Materials Informatics Advanced Practical: Course Overview#
Welcome to this small practical course on computational materials design! In this course, you’ll learn how to use ml/ai and informatics tools to learn about the materials design process with relevant examples enhancing your understanding behind how batteries, solar cells, catalysts, semiconductors and a variety of other materials applications can be designed virtually before being synthesised and utilised in the real world.
At the heart of this journey is SMACT (Semiconducting Materials from Analogy and Chemical Theory), a powerful Python toolkit that enables rapid screening of millions of potential materials using chemical rules and data-driven approaches. You’ll also explore cutting-edge AI tools like Chemeleon, which can generate crystal structures from simple text descriptions. The course culminates with comprehensive tutorials on advanced computational methods including MACE (machine learning force fields) and Density Functional Theory, providing you with a complete toolkit for modern materials research.
Course Overview#
This course is structured to provide both theoretical knowledge and practical skills in materials informatics. Below is an overview of the key topics we will cover:
1. Combinatorial Explosion and Chemical Space Generation#
Description:
Understand the concept of combinatorial explosion in materials science and its implications for materials discovery.
Utilise SMACT’s capabilities to generate extensive lists of elemental compositions.
Prepare these compositions as inputs for machine learning models and other screening workflows.
Learning Outcomes:
Grasp the challenges posed by vast chemical spaces.
Efficiently generate and manage large datasets of potential material compositions.
2. Application of Chemical Filters#
Description:
Learn about chemical filters—a set of rules applied to reduce chemical spaces to viable candidates.
Use a modified
smact_filter
function to apply these rules to generated compositions.Convert filtered results into dataframes with features suitable for machine learning algorithms.
Learning Outcomes:
Apply chemical filters to streamline candidate selection.
Prepare datasets for machine learning applications.
3. Compositional Screening and Phase Diagram Analysis#
Description:
Use SMACT to screen chemical spaces for specific element combinations (e.g., {Cu, Ti, O}).
Generate phase diagrams illustrating all allowable and forbidden composition possibilities.
Interpret these diagrams to identify promising material candidates.
Learning Outcomes:
Perform targeted compositional screenings.
Analyse and interpret phase diagrams for material selection.
4. Stoichiometry Screening#
Description:
Explore methods to find compounds that satisfy specific stoichiometries (e.g., perovskite ABX₃).
Utilise a modified SMACT filter function to identify such compounds.
Assess the potential of these compounds for further study.
Learning Outcomes:
Conduct stoichiometry-based screenings.
Identify and evaluate compounds matching desired stoichiometric formulas.

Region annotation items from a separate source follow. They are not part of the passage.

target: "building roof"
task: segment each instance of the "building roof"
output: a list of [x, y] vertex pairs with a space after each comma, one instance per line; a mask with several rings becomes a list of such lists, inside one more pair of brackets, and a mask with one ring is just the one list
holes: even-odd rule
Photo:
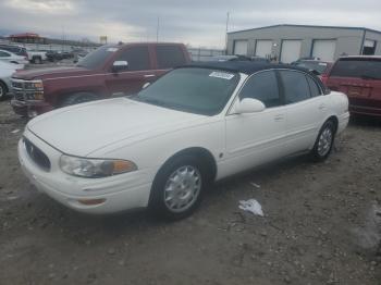
[[253, 73], [271, 70], [271, 69], [288, 69], [304, 71], [307, 70], [303, 67], [297, 67], [294, 65], [286, 64], [274, 64], [266, 62], [256, 62], [256, 61], [216, 61], [216, 62], [195, 62], [183, 67], [201, 67], [201, 69], [211, 69], [211, 70], [221, 70], [228, 72], [239, 72], [250, 75]]
[[367, 32], [373, 32], [373, 33], [381, 34], [381, 30], [371, 29], [371, 28], [367, 28], [367, 27], [314, 26], [314, 25], [292, 25], [292, 24], [280, 24], [280, 25], [265, 26], [265, 27], [248, 28], [248, 29], [229, 32], [228, 34], [234, 34], [234, 33], [241, 33], [241, 32], [249, 32], [249, 30], [257, 30], [257, 29], [265, 29], [265, 28], [272, 28], [272, 27], [307, 27], [307, 28], [359, 29], [359, 30], [367, 30]]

5. Composition to Structure Techniques#
5.1 Structure Prediction with SMACT#
Description:
Learn about SMACT’s structure prediction submodule based on ionic substitution, inspired by Hautier et al.’s 2011 paper.
Set up a database of SMACT-compatible structures.
Assign compositions to known crystal structures using the structure prediction tool.
Learning Outcomes:
Utilise ionic substitution methods for structure prediction.
Build and manage structural databases for materials exploration.
5.2 Crystal Structure Generation with Chemeleon#
Description:
Explore Chemeleon, a modern generative AI model that creates crystal structures from text descriptions.
Learn how Chemeleon differs from traditional substitution-based methods by generating structures from scratch.
Practice both Crystal Structure Prediction (CSP) for specific formulas and De Novo Generation (DNG) for exploring unknown chemical space.
Compare the complementary strengths of SMACT’s physics-based approach with Chemeleon’s AI-driven generation.
Learning Outcomes:
Generate crystal structures using natural language prompts and chemical formulas.
Understand the shift from substitution to generation in materials discovery.
Evaluate when to use traditional vs. AI-driven structure prediction methods.
6. Advanced Methods#
Description:
Dive into advanced topics through comprehensive documentation and tutorials.
Density Functional Theory (DFT): Understand the theoretical foundations of quantum mechanical calculations with detailed guides on DFT theory and VASP capabilities.
Machine Learning Force Fields: Explore MACE (Multi-Atomic Cluster Expansion) through practical tutorials and theoretical explanations, learning how to achieve DFT-level accuracy at classical simulation speeds.
Thermodynamics: Understand the role of thermodynamic principles in materials discovery.
Synthesisability: Coming soon :) .
Learning Outcomes:
Apply advanced computational methods to materials science problems.
Understand when to use DFT (VASP) versus machine learning approaches (MACE).
Set up and run MACE simulations for rapid materials screening.
Integrate thermodynamic principles with machine learning approaches.
Course Objectives#
By the end of this course, you will be able to:
Generate and Analyse Chemical Spaces: Efficiently create large chemical composition datasets and analyse them using SMACT.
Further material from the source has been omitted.